Why be so secretive about this, one might ask. It's quite the coup. The answer to that is twofold. For one thing, the paranoid part of me knows that records can make people crazy. Crazy driven by desire. The desire to want some of the action.

But the other thing is, I bought this collection with the idea of reselling a lot of that. I have been selling records off and on for over a dozen years now. The earliest posts here chronicle trips to estate sales and some of the things I picked up. I rarely posted about reselling things because I didn't want to look like a big shot and I didn't want to get on the bad side of local used store people. Or people who like to have some of the things I sold.

As a record buyer, I have mixed feelings about reselling too. I don't like the way the price of used things has skyrocketed in the last 15 years either. I don't want to be part of the problem. I'm not going to rationalize my selling by saying, it's okay because it's me, a nice guy trying to supplement my family's income, rather than some guy who travels across the country paying a dime a dozen  for records owned by widows and selling them for obscene prices.

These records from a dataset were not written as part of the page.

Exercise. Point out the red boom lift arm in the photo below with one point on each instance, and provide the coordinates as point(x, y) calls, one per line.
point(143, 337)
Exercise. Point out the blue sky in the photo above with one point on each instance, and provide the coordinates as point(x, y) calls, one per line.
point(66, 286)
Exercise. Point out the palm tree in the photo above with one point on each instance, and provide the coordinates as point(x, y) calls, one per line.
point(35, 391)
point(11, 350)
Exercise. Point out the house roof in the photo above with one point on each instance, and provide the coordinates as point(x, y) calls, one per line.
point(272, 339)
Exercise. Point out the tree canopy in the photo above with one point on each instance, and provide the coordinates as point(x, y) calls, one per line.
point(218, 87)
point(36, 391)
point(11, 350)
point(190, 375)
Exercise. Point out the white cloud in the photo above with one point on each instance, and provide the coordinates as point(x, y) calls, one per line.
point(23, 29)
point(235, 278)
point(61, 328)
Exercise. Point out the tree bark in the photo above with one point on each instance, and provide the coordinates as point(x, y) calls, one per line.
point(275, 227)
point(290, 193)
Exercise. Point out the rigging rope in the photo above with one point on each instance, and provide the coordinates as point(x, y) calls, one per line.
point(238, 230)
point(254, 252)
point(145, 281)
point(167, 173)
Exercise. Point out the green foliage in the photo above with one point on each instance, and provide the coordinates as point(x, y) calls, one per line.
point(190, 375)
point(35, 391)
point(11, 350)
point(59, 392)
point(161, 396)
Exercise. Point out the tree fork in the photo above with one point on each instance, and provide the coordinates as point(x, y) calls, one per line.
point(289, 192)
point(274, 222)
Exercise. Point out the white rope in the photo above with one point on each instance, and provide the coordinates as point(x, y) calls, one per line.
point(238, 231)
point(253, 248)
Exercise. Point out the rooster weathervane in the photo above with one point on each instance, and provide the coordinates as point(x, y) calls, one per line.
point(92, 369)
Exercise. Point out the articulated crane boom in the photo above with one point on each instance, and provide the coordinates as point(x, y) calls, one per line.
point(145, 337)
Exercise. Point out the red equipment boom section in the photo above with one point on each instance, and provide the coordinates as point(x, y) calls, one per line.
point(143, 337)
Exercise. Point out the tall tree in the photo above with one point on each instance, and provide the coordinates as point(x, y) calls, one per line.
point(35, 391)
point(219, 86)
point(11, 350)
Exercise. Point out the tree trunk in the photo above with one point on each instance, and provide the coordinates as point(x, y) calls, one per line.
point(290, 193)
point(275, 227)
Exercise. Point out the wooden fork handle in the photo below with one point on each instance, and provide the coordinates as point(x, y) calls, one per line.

Which leaves me........ in the middle, I guess. I am a Libra, after all. That's when the hording feeling comes in. Or wait - it's not hoarding if I think that I'm holding onto them as a reference that I might need sometime when I'm writing an article and need to hear Willem Breuker (yes, one of his albums is in the collection). And maybe I'll need to someday figure out if my CD of Cecil Taylor's Unit Structures sounds better than the '70s vinyl pressing. Same goes for Mingus Plays Piano. That reissue I bought sounds nice, but that Impulse label sure looks good. And all those Henry Cow records? Maybe I should see if I do really like them.

But what to listen to now?  Something from the collection? Maybe something I want to blog about. But what? Then the frustration sets in.

So that's why I haven't blogged in a while. Hopefully this post will get me back in gear.